Heterogeneity and publication bias
Due to the known clinical heterogeneity between studies, random-effects meta-analysis regression models [15] were used to derive pooled estimators and for sub-group / moderator analyses. Estimates were derived along with their 95% confidence intervals (CI) and p values. The I
2 statistic was used to assess the variability between studies: it gives the percentage of the total variability in the estimated effect size (which is composed of between-study heterogeneity plus sampling variability) that is attributable to heterogeneity. The I
2 statistic can take values between 0 and 100%: I
2 = 0% means that all of the heterogeneity is due to sampling error, and I
2 = 100% means that all variability is due to true heterogeneity between studies.
Funnel plots and Egger’s test of asymmetry [16, 17] and the ‘trim-and-fill’ method [18, 19] were used to assess the impact of publication bias.

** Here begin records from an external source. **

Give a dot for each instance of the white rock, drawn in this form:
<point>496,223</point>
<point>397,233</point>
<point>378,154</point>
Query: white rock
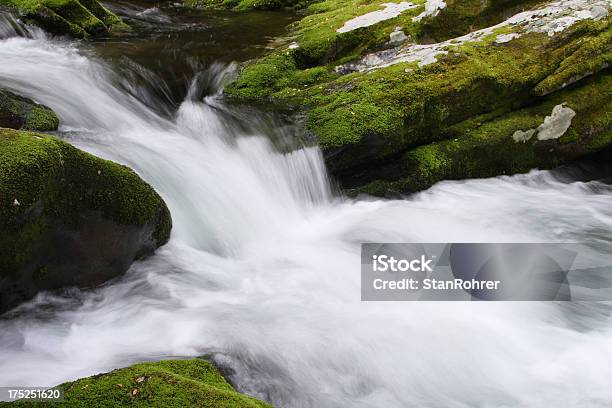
<point>556,124</point>
<point>432,8</point>
<point>391,10</point>
<point>550,19</point>
<point>504,38</point>
<point>397,36</point>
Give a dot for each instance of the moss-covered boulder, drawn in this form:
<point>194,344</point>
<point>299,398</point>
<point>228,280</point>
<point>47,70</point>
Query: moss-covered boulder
<point>375,84</point>
<point>68,218</point>
<point>167,384</point>
<point>77,18</point>
<point>17,112</point>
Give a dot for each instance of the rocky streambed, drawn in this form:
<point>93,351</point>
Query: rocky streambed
<point>230,119</point>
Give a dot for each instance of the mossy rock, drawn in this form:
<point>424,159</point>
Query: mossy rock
<point>170,383</point>
<point>460,17</point>
<point>485,147</point>
<point>68,218</point>
<point>245,5</point>
<point>17,112</point>
<point>365,119</point>
<point>77,18</point>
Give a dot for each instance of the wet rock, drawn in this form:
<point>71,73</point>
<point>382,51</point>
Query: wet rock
<point>17,112</point>
<point>63,222</point>
<point>77,18</point>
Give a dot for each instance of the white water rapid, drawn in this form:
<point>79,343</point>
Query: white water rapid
<point>263,268</point>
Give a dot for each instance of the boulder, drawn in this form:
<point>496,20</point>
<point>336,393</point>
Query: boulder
<point>68,218</point>
<point>170,383</point>
<point>17,112</point>
<point>370,102</point>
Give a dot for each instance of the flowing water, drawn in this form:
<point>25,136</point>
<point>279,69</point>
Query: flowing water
<point>263,269</point>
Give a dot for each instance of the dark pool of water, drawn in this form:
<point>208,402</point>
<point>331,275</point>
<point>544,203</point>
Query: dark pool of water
<point>170,43</point>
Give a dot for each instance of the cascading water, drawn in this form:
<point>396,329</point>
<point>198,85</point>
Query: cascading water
<point>262,271</point>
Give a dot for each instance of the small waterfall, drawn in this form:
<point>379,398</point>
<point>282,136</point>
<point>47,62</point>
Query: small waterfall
<point>262,270</point>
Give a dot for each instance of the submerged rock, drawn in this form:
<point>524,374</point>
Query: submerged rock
<point>68,218</point>
<point>17,112</point>
<point>170,383</point>
<point>77,18</point>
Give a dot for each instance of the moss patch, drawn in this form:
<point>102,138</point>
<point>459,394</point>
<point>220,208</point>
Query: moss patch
<point>78,18</point>
<point>460,17</point>
<point>365,117</point>
<point>172,383</point>
<point>21,113</point>
<point>484,147</point>
<point>45,182</point>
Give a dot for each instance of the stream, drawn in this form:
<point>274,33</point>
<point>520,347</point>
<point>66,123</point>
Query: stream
<point>262,272</point>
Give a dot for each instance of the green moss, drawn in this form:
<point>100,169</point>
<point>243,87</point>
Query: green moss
<point>46,182</point>
<point>244,5</point>
<point>22,113</point>
<point>484,147</point>
<point>365,117</point>
<point>591,54</point>
<point>460,17</point>
<point>172,383</point>
<point>73,17</point>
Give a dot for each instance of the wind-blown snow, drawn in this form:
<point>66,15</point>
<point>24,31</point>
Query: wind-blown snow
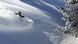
<point>25,7</point>
<point>69,40</point>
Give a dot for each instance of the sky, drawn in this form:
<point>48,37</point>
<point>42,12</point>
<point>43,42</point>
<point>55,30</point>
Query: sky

All statistical analyses were carried out in R version 3.1.2 and using the meta package [20].
Sensitivity analysis
The sensitivity analysis aimed to ascertain the impact of trials’ risk-of-bias rating on the pooled SMD: we examined the effect of cumulatively removing data from the meta-analysis by each trials’ rating, beginning with the lowest ranked ‘C’-rated trial/s.
Sub-group analysis
Included in sub-group analysis was whether a trial: (a) had been included or not in previous meta-analysis [9]; (b) was a ‘pilot’ study; (c) necessitated our use of imputed data for the meta-analysis; (d) was free of vested interest; (e) investigated either an ‘acute’ or a ‘chronic’ clinical condition.
As was implicit in the study protocol [3], and as presented in a previous paper [2], we also included the following in sub-group analysis: (f) whether a trial had sample size that was greater or less than the median for those included in meta-analysis; (g) whether a trial used homeopathic medicine/s with potency ≥12C or <12C (12-times serial dilution of 1:100 starting solution), a concentration sometimes regarded as equivalent to the ‘Avogadro limit’ for molecular dose [21]; potency was defined as ‘mixed’ if a combination medicine in a given trial comprised a mixture of ≥12C and <12C potencies.
As recognised by Cochrane, some issues suitable for such analysis are identified during the review process itself [22]. Thus, we additionally carried out sub-group analysis depending on whether (h) a trial had investigated a combination, an OTC complex, an isopathic or a single remedy.
Disease-specific treatment effect of non-individualised homeopathy
Analysis was carried out by clinical condition, in cases where there were ≥2 RCTs with extractable main outcome. Analysis was additionally carried out by category of clinical condition, including each category for which there were data from ≥2 RCTs. RCT nomenclature for clinical conditions and their categories was previously characterised [11]Footnote 2.
All sub-group analyses were conducted before and after removal of ‘C’-rated trials [2].